Book Ricardian Consumers with Keynesian Propensities

Download or read book Ricardian Consumers with Keynesian Propensities written by Robert B. Barsky and published by . This book was released on 1984 with total page 48 pages. Available in PDF, EPUB and Kindle. Book excerpt: In this paper, we examine Ricardian equivalence of debt and tax finance in a world in which taxes are not lump-sum but are levied on risky labor income. First, we show that the marginal propensity to consume out of a tax cut, coupled with a future income tax increase, is positive under reasonable assumptions regarding preferences toward risk. Second, we document that the degree of income uncertainty facing the typical individual orfamily is large. Third, we show that, for plausible utility function parameters and distributions of future income, the MPC out of a tax cut is quantitatively large. Indeed, the MPC out of a tax cut, coupled with a future income tax increase, can be closer to the Keynesian value that ignores the future tax liabilities than to the Ricardian value that treats future taxes as if they were lump-sum.

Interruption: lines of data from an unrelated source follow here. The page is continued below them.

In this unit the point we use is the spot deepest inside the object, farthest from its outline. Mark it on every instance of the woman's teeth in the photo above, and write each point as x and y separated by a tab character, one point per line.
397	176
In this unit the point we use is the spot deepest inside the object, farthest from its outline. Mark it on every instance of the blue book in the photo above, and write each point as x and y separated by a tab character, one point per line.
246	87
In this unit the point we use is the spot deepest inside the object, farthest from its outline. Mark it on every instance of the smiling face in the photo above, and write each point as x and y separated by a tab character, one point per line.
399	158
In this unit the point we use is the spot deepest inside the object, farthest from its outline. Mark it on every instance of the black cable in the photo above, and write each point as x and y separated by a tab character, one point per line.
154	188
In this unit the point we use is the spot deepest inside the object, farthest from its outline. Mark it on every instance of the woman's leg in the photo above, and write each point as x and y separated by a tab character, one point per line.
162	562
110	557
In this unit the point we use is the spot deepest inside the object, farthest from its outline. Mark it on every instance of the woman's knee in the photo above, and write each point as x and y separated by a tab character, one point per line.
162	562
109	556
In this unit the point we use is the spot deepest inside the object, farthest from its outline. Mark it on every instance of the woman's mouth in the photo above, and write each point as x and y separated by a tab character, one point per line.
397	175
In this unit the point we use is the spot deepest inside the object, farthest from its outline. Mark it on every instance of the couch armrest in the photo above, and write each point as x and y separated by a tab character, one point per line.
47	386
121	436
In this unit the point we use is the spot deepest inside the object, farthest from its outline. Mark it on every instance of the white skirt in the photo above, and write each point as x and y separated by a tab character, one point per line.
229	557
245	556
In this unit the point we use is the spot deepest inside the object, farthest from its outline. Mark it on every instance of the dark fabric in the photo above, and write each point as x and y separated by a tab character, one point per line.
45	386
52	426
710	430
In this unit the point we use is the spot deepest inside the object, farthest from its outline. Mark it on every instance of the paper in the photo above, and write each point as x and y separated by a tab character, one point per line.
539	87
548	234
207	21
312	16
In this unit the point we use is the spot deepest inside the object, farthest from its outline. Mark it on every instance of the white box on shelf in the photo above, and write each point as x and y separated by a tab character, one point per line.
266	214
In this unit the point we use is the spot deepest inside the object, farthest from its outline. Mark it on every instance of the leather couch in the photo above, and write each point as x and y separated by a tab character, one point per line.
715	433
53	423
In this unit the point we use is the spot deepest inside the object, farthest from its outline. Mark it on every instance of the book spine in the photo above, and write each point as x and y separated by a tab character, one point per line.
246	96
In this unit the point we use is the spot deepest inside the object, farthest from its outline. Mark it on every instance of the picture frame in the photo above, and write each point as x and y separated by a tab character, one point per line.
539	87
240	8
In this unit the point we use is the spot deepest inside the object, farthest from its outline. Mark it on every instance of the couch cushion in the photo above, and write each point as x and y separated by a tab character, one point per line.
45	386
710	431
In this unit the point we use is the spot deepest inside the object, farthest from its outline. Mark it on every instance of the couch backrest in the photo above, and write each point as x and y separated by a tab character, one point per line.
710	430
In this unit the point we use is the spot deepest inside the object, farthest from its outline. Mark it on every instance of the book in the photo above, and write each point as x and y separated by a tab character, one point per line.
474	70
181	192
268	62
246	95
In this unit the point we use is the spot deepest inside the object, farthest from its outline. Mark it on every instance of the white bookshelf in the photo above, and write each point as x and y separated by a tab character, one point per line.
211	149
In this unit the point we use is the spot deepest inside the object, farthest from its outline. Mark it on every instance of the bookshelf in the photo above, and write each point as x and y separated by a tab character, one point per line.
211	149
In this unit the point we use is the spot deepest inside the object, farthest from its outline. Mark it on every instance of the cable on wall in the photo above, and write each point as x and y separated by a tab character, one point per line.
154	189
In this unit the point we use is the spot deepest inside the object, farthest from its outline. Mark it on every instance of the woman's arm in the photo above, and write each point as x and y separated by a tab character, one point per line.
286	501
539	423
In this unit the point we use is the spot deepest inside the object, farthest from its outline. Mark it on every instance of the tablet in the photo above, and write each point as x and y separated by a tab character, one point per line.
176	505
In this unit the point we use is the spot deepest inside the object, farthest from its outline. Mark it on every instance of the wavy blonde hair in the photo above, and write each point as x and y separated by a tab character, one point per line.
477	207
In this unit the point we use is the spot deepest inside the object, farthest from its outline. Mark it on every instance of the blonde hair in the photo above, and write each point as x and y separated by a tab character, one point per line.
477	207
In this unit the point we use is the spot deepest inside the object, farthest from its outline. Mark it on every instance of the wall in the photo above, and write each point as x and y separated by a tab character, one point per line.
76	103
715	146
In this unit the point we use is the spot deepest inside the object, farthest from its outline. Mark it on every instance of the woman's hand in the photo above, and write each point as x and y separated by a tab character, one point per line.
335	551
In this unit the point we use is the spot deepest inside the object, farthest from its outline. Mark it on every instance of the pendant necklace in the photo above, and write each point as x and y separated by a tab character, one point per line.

Book Estimating the Long run Relationship Between Interest Rates and Inflation

Download or read book Estimating the Long run Relationship Between Interest Rates and Inflation written by Lawrence H. Summers and published by . This book was released on 1984 with total page 24 pages. Available in PDF, EPUB and Kindle. Book excerpt: This note demonstrates that Bennett McCallum's recent critique of low frequency estimates of macro-economic relationships is of little empirical significance. It also demonstrates that readily available and frequently used techniques can be used to diagnose the problem McCallum raises. Finally, it shows that the standard critique of expectational distributed lags is not warranted once the role of learning by economic agents is recognized.

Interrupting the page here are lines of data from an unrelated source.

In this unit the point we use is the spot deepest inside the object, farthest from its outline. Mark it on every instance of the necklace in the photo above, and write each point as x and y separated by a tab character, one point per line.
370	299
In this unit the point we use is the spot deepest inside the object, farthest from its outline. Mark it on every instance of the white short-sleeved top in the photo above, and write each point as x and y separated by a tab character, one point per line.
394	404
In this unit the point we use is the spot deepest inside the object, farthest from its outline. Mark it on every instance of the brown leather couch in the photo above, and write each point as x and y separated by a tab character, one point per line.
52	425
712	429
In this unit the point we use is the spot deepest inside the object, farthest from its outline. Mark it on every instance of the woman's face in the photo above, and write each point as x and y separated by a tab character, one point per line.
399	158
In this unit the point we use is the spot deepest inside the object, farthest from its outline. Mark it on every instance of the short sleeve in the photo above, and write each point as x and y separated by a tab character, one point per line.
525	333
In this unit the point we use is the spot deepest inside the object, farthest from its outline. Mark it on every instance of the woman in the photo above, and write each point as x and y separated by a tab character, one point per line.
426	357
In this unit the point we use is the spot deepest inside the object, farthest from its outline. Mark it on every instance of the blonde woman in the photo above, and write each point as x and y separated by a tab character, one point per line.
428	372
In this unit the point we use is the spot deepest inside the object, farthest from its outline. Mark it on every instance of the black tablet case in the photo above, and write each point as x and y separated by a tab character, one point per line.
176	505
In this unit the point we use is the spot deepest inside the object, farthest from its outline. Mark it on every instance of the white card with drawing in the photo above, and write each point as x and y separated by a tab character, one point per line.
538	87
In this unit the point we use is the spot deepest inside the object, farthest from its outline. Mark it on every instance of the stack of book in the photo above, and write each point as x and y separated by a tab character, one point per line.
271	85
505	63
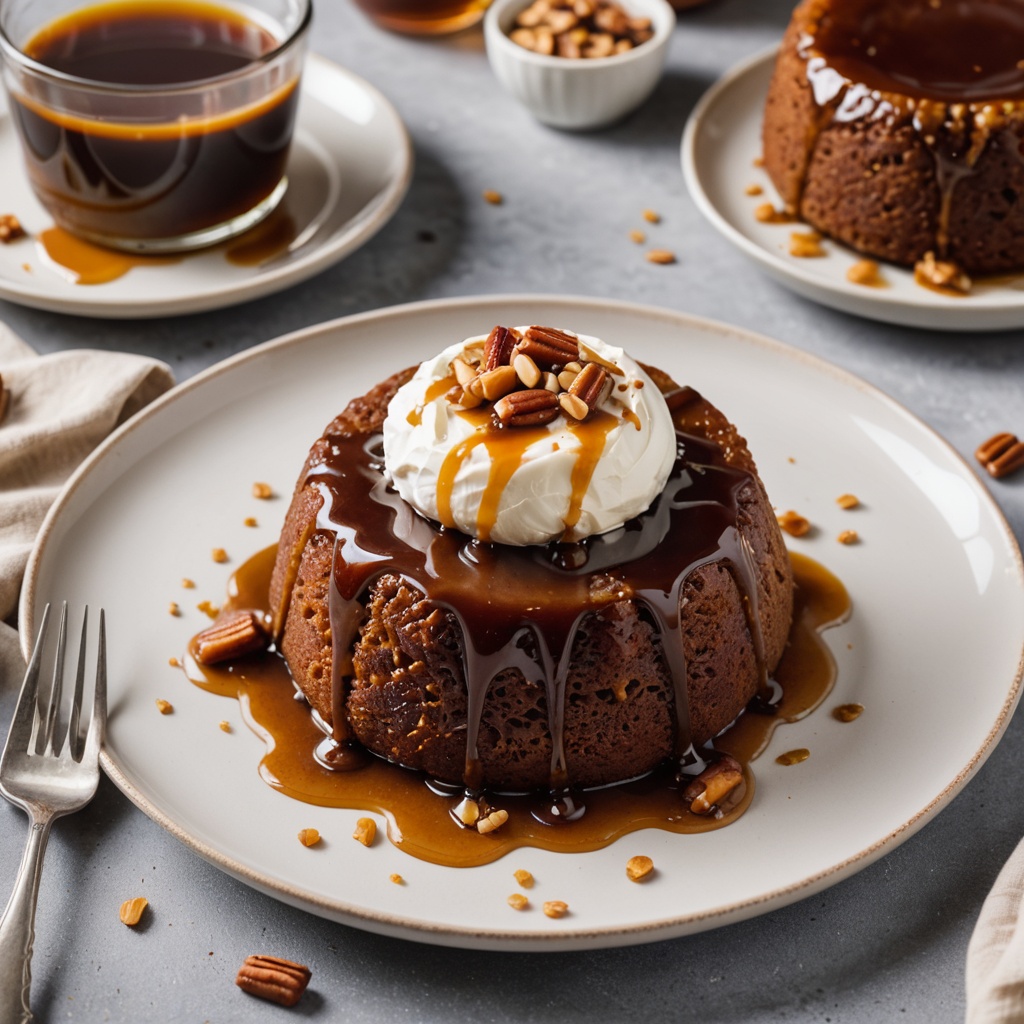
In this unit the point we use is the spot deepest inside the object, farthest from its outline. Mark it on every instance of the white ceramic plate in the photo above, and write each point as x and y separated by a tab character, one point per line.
720	144
349	169
937	586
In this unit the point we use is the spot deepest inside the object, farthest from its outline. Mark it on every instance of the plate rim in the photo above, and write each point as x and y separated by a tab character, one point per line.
511	939
93	304
928	310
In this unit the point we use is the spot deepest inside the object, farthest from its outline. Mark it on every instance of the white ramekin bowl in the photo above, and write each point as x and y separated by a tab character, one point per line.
579	93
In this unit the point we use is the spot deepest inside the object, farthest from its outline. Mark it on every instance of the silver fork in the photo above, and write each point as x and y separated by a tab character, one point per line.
48	769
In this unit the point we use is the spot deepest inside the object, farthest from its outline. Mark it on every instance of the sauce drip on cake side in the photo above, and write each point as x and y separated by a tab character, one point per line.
944	79
417	810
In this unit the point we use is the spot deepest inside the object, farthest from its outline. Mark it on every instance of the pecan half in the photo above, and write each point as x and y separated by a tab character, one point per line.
527	409
498	348
1000	455
242	634
549	347
494	384
713	784
272	978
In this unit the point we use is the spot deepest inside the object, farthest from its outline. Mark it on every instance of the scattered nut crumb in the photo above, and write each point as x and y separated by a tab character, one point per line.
366	832
848	713
941	275
638	868
806	245
132	909
10	228
1001	455
663	256
866	272
492	822
767	214
794	523
272	978
556	908
794	757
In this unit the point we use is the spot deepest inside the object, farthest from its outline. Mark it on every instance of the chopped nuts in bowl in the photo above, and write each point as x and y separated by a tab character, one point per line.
579	64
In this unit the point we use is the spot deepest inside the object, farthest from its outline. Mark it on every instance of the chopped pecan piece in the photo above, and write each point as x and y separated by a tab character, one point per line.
498	348
494	384
591	385
272	978
572	406
527	409
549	347
1000	455
132	909
713	784
242	634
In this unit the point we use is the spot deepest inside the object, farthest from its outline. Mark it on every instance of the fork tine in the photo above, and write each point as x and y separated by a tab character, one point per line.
73	740
25	713
56	686
97	723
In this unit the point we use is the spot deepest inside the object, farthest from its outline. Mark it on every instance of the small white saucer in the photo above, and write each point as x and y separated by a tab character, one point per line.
722	141
349	169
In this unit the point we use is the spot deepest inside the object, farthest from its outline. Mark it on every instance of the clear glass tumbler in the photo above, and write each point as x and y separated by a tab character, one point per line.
155	125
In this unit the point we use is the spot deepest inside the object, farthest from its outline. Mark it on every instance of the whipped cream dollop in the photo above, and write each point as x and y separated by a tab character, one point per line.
528	483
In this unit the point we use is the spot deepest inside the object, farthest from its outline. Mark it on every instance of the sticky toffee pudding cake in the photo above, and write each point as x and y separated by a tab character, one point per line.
897	128
530	564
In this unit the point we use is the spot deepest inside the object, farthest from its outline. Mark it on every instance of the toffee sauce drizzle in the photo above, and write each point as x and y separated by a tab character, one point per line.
520	607
957	64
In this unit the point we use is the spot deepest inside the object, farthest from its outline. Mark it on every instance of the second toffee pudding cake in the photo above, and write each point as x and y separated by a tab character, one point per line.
530	564
897	128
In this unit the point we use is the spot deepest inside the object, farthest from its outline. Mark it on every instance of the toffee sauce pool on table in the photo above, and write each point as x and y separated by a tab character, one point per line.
417	809
114	178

Book The International Linkage of Real Interest Rates

Download or read book The International Linkage of Real Interest Rates written by Robert E. Cumby and published by . This book was released on 1984 with total page 40 pages. Available in PDF, EPUB and Kindle. Book excerpt: Casual observation indicates that in recent years real interest rates in the United States appear to have risen sharply and have remained high relative to historical standards. Many observers have claimed that these high real rates have been transmitted abroad and have lead to high real rates in the rest of the industrialized countries. Concern over the level of real rates has been widespread in the analyses by economic policymakers both in Europe and in the United States. In this paper we present evidence on several questions regarding the movement in short term real interest rates in eight countries that have been raised by the recent policy debates in Europe and the United States: Have ex ante real rates in the United States and Europe been high during recent years? Has there been a link between U.S. real rates and those in other countries? Can this link be quantified?The basic finding in this paper is that real rates have climbed dramatically from the 1970s to the 1980s in both the European countries and the United States. Indeed, real interest rates in the United States are currently at high levels unprecedented in the post war period, which rival the levels that occurred during the Great Depression. Complaints that real interest rates in the United States are exceedingly high seem to be well justified. There is also strong evidence that there is a positive association between movements in U.S. real rates and those in Europe. However,European real rates typically do not move one-for-one with U.S. real rates,still leaving open the possibility that European monetary policy can influence domestic economic activity.